Percebi que muitas vezes a bolinha caía fora da canaleta, por isso coloquei uma conexão T sob ela e sua outra extremidade dentro do segmento. Por um lado, isso ajudou a condução da bolinha, por outro dificultou ainda mais o equilíbrio. Deixei por mais um tempo e logo tirei para colocar no chão novamente.
Aldo e Luís Felipe começaram a brincar com a luminária e as bolinhas. Eles se revezavam enquanto um colocava a bolinha, o outro olhava e observava ela cair.
Por vezes jogavam direto no buraco ou faziam um gesto circular que dava à bolinha um movimento em espiral até chegar ao centro.

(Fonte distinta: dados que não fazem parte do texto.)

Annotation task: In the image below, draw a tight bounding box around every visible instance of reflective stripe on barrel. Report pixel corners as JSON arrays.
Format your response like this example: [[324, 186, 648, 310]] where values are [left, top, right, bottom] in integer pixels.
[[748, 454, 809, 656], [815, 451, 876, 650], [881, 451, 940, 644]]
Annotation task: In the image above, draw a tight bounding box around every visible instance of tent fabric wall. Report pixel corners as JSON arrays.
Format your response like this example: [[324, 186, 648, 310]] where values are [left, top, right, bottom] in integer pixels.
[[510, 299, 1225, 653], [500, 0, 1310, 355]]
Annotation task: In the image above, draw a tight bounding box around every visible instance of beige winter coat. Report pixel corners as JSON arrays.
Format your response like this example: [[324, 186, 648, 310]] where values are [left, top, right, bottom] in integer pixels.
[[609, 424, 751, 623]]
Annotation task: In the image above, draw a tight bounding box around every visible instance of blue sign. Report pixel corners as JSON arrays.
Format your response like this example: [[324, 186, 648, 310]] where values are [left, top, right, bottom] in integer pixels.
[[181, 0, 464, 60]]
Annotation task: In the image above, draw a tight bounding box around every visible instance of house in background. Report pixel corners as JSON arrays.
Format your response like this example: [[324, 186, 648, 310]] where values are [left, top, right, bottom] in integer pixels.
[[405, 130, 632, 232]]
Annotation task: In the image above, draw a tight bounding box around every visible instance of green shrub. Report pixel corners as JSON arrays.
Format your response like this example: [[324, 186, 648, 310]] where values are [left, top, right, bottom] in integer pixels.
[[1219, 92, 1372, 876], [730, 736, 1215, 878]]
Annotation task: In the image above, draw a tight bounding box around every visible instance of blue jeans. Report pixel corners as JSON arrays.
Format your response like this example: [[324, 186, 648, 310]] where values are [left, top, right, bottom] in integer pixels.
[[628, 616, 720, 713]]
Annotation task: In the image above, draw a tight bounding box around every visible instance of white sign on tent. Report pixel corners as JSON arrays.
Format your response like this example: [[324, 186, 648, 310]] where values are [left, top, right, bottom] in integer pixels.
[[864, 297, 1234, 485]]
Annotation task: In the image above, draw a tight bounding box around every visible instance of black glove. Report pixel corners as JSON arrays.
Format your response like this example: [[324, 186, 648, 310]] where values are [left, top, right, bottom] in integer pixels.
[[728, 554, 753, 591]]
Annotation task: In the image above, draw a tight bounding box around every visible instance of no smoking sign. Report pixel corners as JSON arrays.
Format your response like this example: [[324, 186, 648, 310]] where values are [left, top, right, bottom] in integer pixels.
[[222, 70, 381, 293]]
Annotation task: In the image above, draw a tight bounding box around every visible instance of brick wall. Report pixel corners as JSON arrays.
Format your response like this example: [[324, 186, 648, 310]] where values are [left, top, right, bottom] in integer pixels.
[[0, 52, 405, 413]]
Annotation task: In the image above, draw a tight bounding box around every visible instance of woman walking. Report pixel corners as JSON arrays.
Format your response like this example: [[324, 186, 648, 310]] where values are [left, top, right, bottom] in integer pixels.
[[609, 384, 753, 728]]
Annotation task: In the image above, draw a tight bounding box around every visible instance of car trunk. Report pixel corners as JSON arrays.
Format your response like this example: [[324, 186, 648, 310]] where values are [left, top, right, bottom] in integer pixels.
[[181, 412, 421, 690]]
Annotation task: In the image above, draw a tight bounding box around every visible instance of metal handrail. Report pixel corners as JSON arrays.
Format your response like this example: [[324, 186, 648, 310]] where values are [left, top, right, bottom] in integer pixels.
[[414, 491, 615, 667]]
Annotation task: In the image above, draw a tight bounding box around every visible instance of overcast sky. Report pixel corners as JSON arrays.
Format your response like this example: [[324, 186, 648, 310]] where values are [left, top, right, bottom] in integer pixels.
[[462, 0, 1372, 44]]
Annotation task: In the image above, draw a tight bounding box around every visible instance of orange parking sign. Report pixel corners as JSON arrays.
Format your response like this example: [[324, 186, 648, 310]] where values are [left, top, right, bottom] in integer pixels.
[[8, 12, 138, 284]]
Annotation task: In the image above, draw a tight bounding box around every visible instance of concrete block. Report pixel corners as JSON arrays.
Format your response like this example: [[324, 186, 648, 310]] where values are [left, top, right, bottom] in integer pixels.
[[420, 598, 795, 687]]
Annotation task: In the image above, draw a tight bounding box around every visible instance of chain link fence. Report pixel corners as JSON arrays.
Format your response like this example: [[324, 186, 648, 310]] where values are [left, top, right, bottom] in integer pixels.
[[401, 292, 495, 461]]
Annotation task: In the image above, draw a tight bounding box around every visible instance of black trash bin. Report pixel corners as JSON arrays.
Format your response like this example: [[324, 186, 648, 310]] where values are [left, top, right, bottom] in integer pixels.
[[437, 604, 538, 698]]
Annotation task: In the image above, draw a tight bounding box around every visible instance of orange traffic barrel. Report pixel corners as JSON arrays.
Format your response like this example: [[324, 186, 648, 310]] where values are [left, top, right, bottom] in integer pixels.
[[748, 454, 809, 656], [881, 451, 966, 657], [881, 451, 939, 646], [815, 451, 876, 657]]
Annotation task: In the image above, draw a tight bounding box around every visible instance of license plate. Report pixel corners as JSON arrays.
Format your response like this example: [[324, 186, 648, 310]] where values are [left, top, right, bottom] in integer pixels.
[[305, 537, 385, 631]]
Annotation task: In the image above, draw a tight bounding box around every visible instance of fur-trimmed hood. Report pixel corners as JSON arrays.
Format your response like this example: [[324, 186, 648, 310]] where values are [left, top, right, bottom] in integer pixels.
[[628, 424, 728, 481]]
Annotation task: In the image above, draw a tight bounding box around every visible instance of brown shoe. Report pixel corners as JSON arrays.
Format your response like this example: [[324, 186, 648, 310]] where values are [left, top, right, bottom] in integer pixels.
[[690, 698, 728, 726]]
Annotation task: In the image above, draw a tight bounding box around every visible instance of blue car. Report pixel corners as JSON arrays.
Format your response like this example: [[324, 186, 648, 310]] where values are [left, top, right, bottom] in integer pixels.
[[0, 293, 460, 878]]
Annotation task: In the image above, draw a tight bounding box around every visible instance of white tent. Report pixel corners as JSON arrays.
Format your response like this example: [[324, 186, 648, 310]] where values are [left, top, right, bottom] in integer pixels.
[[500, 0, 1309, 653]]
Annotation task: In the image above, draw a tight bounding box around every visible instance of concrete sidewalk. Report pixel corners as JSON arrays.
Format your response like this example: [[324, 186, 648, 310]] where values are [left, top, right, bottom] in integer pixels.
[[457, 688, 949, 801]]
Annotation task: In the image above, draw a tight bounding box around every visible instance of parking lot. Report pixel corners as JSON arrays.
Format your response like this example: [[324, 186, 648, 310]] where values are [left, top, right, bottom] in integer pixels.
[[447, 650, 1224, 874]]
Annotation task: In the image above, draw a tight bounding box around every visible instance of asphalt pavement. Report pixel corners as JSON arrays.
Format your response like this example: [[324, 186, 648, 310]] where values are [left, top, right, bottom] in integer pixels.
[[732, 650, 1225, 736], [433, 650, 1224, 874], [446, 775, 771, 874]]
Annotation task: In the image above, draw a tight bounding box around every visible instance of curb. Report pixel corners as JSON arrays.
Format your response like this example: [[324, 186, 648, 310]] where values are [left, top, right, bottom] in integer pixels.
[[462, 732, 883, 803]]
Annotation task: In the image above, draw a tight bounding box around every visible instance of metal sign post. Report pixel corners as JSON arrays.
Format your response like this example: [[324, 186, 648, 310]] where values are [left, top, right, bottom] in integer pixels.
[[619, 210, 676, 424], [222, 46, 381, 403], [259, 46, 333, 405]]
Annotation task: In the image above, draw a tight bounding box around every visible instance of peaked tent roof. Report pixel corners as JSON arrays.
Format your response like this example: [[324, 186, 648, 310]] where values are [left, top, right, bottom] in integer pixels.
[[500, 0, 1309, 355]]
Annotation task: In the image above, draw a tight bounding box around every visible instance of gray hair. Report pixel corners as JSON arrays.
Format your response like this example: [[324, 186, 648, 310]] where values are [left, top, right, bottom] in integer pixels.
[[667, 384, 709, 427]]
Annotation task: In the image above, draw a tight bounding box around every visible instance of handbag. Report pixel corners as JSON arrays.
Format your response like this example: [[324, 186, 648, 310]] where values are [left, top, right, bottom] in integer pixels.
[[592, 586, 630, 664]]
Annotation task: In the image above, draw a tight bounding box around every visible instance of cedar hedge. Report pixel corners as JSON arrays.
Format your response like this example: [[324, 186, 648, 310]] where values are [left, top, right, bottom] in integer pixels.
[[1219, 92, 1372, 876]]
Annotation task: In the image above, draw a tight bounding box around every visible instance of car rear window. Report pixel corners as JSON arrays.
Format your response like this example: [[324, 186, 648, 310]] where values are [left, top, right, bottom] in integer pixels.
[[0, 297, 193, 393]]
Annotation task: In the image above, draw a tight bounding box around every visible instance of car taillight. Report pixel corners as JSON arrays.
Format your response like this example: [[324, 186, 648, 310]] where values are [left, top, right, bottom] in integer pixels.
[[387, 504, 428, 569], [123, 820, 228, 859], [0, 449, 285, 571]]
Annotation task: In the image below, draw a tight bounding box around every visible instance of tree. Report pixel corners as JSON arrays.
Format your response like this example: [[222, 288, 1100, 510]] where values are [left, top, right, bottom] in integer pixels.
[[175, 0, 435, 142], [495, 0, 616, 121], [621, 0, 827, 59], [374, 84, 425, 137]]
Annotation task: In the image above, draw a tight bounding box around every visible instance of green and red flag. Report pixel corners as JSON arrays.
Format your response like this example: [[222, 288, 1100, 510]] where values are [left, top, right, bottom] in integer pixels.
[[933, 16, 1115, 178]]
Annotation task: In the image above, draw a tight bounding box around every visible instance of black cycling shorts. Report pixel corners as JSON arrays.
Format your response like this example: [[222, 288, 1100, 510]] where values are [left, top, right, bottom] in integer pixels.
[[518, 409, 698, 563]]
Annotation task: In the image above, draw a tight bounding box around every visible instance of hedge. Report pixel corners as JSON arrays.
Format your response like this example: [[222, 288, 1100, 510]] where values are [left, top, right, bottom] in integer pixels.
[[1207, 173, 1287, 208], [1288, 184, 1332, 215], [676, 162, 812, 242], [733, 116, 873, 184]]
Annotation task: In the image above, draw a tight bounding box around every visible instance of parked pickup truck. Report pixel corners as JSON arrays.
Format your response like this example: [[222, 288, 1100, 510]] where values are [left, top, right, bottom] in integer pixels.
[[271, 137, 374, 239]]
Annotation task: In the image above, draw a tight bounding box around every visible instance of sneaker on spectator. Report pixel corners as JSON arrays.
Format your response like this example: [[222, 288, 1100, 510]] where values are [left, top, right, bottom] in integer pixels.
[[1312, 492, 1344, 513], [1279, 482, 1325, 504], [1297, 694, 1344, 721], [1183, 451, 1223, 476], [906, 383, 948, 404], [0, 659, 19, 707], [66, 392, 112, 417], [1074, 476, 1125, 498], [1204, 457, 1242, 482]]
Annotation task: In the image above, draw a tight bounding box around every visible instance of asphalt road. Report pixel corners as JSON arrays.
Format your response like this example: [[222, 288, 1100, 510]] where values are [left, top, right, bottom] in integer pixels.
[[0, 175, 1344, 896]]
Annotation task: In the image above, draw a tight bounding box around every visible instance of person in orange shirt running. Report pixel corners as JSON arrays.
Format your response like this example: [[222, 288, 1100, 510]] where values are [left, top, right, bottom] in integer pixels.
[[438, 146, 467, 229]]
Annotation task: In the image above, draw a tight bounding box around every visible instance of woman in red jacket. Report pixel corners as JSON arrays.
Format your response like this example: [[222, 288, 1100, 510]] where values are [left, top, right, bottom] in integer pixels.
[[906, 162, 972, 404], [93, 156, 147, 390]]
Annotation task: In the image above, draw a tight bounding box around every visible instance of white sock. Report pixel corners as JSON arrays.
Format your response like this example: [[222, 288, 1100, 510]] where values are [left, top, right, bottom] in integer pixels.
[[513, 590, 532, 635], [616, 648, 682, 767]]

Um desdobramento da brincadeira surgiu com uma mediação de Catarina. Ela jogou uma bolinha e colocou sua mão sob o buraco esperando que caísse para poder pegar. Luís e Aldo a observaram e passaram a fazer igual, mesmo que tivessem que se esticar ao máximo sob a luminária, pois não possuem um braço tão grande quanto da amiga.
Luís deixou a luminária de lado e passou a brincar novamente nas canaletas, desta vez com uma bolinha pequena de miçanga e ficou observando o movimento que ela fazia, sua velocidade e como girava dentro das conexões. Ele colocava a bolinha e corria até a conexão para vê-las dar looping dentro do tubo. Fez isso repetidas vezes. Então resolvi dar mais duas ou três bolinhas para ver o que acontecia. Luís passou a jogar todas de uma vez e elas dava voltas insanas dentro da conexão, ele corria para ver. Pedi licença uma vez para poder gravar e colocar aqui.